Infancia y adolescencia

La pequeña Alma admiraba profundamente a su padre, al que se sentía muy unida. Tuvo una infancia feliz que, según cuenta ella misma, nada tuvo de especial hasta los cinco años, cuando se mudaron de su casa natal en Viena para irse a vivir a Plankenberg, situada más al sur. Allí se instalaron en una hermosa mansión de amplio jardín, anclada en la leyenda y llena de rincones misteriosos que alimentaron la imaginación de las dos hermanas. En la creencia de que la casa estaba embrujada, «se pasaban más de una noche temblando», según escribe Alma en sus memorias. Ella, por su parte, permanecía horas enteras en el estudio de su padre viéndolo pintar y «escuchando su conversación, fascinante y siempre personalísima».

Nunca se llevó muy bien con su madre, aunque esta siempre estuvo dispuesta a prestarle ayuda, pero la consideraba incapaz de escalar las olímpicas alturas a las que con tanta facilidad veía llegar a su padre en sus conversaciones. Desgraciadamente este falleció cuando ella contaba solo trece años y, a partir de entonces, buscó por todos los medios a su alcance llenar ese vacío para seguir sintiéndose querida y admirada por su belleza y su inteligencia, tal como la hacía sentirse su progenitor. En la casa familiar, Alma respiró siempre un ambiente artístico, gracias a las constantes visitas y tertulias con los numerosos amigos que acudían a verlos.

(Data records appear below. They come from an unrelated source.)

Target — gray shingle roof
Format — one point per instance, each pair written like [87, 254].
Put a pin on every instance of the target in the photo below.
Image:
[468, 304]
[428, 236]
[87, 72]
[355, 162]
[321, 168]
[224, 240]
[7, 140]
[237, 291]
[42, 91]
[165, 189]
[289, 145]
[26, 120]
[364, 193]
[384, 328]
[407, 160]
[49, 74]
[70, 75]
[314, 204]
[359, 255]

Los esfuerzos de sus preceptores para captar su atención consiguieron muy poco: «Yo era nerviosa e inteligente hasta cierto punto… nunca fui capaz de recordar una fecha y no tenía interés por nada que no fuera la música». Su pasión por el arte y los artistas eran una sola cosa: ella no podía amar a un hombre o ser su amiga si no se sentía fascinada por su obra, y tenía para ello un instinto certero. Cuando conoció, siendo aún muy joven, al entonces ya famoso pintor Gustav Klimt –tal vez su primer amor–, se hubiera casado con él de no haberse interpuesto su madre. Klimt la inmortalizó en su célebre cuadro de El beso, al igual que hizo años después su discípulo Oskar Kokoschka en La tempestad, obsesionado hasta el delirio por Alma.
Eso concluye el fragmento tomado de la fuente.